Ottawa's La Cité college is looking to boost the number of opticians in the Ottawa-Gatineau area by introducing a new program right here at home.

Opticians concentrated in Toronto area, currently home to province's only 2 training programs

Most of Ontario's opticians work in the Toronto area, and the province's only accredited college programs for opticians are in Toronto and Barrie. (The Associated Press)

Ottawa's La Cité college is looking to boost the number of opticians in the Ottawa-Gatineau area by introducing a new program right here at home.

According to the College of Opticians of Ontario, approximately 1,600 of the province's 2,700 active opticians are concentrated in the Toronto area, while just over 150 work in Ottawa.

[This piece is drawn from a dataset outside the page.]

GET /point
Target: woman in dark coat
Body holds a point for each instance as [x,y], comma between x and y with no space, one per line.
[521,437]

Unlike optometrists, who are trained to perform eye tests and issue prescriptions, opticians operate eye-testing equipment and interpret prescriptions.

Currently, anyone in Ontario who wants to train to become a licensed, registered optician has to go to Toronto or Barrie, or take a distance learning course from an Alberta college.

La Cité is hoping its new training program, set to start in the fall, will encourage more opticians to stay here once they're trained.

"Several [local] optometrists … say they have a lot of problems recruiting [opticians]," said Michaël Dumoulin, director of l'Institut des sciences de la santé et de la vie at La Cité, in French.

Courses in French

It would also be the first francophone training program in the province to be accredited.

"It's very difficult to find an optician who is francophone," said Thomas Noël, a Franco-Ontarian optometrist.

That distance learning program from the Northern Alberta Institute of Technology also offers French-language courses.

There's a similar dynamic in Quebec, where its three training programs are in Quebec City, Longueuil and L'Assomption, and it can be difficult to draw opticians to western Quebec and other areas.

La Cité said it will work with Quebec's regulating body to let its program's graduates work in that province.